When I encountered the Strange Ox again, in a different
location, my interest became more pronounced. (Note: The Ox was part of a
caravan of other NPCs, it wasn’t as if he was following me across Faerun all on
his own. He wasn’t that strange.) At that point I realized I had in my possession
a scroll of animal speaking, so I used it. This mechanic allows the player
character to converse with animals in the same way as other non-player
characters. (Truly, Larian have created voluminous content for this game…) So,
I cast this, and greeted the Ox.
He was not inclined towards conversation. He very clearly
asked to be left alone, more than once, with increasing intensity. It was,
indeed, strange. Was the Ox hiding something?
I was presented with several alternatives at this point, one
of which was to accept the Strange Ox’s request, and simply walk away. There were
other choices as well, and in true RPG fashion, some of the dialog options were
truly actions, in which mechanical tests are made against the system. In my
case, I was able to use my superior skills in charisma and nature knowledge to
intimidate the Ox (ie. Literal dice rolls pitting my statistical values against
the Ox’s level of resistance) into revealing more about its true nature.

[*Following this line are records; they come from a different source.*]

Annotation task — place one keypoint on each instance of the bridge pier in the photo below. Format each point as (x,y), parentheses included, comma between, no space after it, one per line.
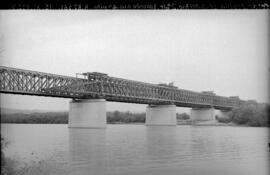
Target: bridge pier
(223,114)
(202,114)
(87,113)
(160,115)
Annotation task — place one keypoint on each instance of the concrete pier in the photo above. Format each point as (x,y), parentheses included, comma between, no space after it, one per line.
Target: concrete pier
(202,114)
(161,115)
(87,113)
(223,114)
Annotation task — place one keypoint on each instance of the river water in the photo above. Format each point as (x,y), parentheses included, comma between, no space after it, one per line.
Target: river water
(137,149)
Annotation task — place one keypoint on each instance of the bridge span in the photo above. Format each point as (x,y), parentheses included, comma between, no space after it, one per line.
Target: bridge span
(90,92)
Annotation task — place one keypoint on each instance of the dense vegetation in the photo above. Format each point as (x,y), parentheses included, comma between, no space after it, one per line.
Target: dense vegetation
(251,115)
(62,117)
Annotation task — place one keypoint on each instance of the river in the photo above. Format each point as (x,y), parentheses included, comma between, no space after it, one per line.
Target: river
(137,149)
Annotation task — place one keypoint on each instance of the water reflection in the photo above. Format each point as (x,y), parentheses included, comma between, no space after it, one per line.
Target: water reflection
(87,149)
(161,144)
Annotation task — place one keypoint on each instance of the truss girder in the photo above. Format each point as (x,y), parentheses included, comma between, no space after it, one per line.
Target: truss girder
(20,81)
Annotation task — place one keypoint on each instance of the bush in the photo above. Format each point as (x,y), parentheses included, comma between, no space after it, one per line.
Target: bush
(252,115)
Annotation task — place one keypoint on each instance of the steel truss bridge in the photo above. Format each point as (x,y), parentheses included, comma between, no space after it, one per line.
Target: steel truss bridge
(98,85)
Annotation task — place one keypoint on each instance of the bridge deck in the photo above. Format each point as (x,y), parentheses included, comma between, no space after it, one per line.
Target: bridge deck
(97,85)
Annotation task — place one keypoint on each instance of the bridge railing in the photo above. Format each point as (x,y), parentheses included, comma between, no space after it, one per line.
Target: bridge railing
(99,85)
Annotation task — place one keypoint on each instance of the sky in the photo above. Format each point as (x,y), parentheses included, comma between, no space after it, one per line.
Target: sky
(225,51)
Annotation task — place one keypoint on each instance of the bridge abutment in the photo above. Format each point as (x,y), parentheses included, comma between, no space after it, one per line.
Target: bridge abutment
(87,113)
(202,114)
(161,115)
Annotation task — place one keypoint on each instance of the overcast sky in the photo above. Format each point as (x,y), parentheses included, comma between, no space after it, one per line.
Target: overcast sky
(226,51)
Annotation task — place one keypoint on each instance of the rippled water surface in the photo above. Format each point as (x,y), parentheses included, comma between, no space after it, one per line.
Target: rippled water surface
(137,149)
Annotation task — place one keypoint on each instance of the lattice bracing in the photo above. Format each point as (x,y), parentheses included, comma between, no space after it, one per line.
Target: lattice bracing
(99,85)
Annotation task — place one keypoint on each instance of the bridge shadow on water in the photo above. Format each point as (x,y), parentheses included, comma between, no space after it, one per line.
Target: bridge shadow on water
(87,148)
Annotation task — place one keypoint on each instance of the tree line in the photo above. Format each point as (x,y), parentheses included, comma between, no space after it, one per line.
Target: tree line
(62,117)
(250,115)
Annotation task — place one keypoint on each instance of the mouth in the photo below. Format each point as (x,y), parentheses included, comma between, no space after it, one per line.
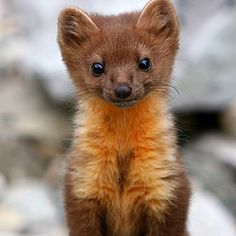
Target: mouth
(125,104)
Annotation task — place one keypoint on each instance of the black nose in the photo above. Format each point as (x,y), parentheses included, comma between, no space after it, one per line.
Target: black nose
(123,91)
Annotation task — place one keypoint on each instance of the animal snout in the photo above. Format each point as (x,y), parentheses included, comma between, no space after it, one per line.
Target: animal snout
(123,91)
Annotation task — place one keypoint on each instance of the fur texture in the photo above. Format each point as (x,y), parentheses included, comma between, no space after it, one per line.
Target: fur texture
(124,176)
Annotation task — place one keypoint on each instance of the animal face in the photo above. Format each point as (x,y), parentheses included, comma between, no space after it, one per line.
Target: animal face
(120,59)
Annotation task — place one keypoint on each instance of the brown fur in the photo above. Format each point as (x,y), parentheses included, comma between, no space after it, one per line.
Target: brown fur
(124,177)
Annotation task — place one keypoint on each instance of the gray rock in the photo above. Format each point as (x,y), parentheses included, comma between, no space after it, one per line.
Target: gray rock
(228,119)
(211,159)
(209,217)
(206,80)
(29,208)
(32,131)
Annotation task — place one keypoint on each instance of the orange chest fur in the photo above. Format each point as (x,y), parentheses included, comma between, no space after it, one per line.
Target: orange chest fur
(124,161)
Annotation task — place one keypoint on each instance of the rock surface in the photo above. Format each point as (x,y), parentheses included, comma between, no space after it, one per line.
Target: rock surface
(209,217)
(211,159)
(205,67)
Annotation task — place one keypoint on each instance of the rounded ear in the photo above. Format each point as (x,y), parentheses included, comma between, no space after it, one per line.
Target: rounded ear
(74,27)
(159,18)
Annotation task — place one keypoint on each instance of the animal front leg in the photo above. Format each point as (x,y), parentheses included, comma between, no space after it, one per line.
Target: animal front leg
(84,217)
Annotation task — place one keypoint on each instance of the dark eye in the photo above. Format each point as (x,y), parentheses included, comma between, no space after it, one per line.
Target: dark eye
(145,64)
(98,69)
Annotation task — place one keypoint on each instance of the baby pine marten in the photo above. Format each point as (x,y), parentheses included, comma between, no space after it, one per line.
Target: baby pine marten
(124,176)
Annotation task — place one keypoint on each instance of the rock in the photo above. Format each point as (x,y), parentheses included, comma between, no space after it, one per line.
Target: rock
(228,119)
(209,217)
(2,185)
(29,208)
(211,159)
(206,79)
(11,220)
(32,131)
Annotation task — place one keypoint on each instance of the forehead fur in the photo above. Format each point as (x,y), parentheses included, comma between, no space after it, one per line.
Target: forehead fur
(119,40)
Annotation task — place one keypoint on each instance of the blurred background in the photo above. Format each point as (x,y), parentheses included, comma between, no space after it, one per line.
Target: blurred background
(36,109)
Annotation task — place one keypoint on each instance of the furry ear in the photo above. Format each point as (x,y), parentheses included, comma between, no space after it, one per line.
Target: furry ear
(75,27)
(159,18)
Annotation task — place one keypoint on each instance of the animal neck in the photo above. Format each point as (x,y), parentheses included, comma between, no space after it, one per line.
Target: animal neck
(103,124)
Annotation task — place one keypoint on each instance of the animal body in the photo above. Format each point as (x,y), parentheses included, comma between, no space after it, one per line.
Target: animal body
(124,175)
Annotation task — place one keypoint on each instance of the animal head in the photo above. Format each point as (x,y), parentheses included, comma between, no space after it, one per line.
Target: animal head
(120,59)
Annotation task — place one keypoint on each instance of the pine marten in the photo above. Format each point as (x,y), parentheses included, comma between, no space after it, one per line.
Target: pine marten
(124,175)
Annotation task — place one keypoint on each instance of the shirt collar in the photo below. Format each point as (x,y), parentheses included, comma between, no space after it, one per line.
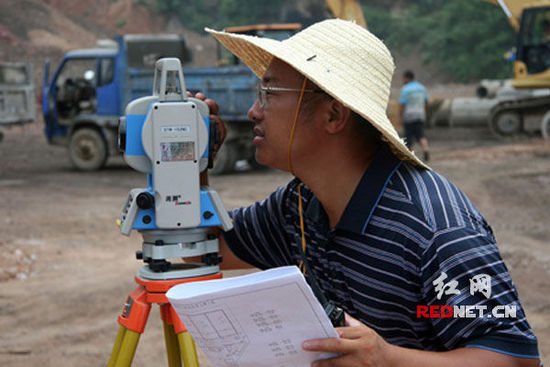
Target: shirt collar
(364,200)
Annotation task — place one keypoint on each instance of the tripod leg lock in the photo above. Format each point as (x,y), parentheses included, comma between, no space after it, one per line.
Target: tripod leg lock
(136,311)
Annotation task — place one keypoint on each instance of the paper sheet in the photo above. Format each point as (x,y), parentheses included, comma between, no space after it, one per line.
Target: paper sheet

The Strange Ox suddenly transforms into a roughly ox-sized
gelatinous ooze creature—a shapeshifter. It reiterated, emphatically, that all
it wanted was to be left alone, to live life as a well-cared-for beast of
burden. But, having been forced to reveal itself, the game now switched into battle
mode, and the slime attacked. My party fought back, and we defeated the slime
creature. Upon its death, I gained a couple of minor trinkets as loot, which
most defeated entities will usually drop. My party also gained a small but
important allocation of experience points towards their next level, again as
victory in combat situations generally provides.
And that was the end—at least, as far as I know. My knowledge as a player is critical here, so keep in mind that I have not played this game before, that I have yet to actually finish it, and therefore I have no way to know whether anything related to this Strange Ox is any more significant than my description here. When playing games, and particularly this style of RPG, players are constantly making decisions based on limited and imperfect information. Sometimes decisions have consequences that do not reveal themselves until much later. Remember, I could have simply walked away—I was given multiple opportunities to not force the issue, but I did.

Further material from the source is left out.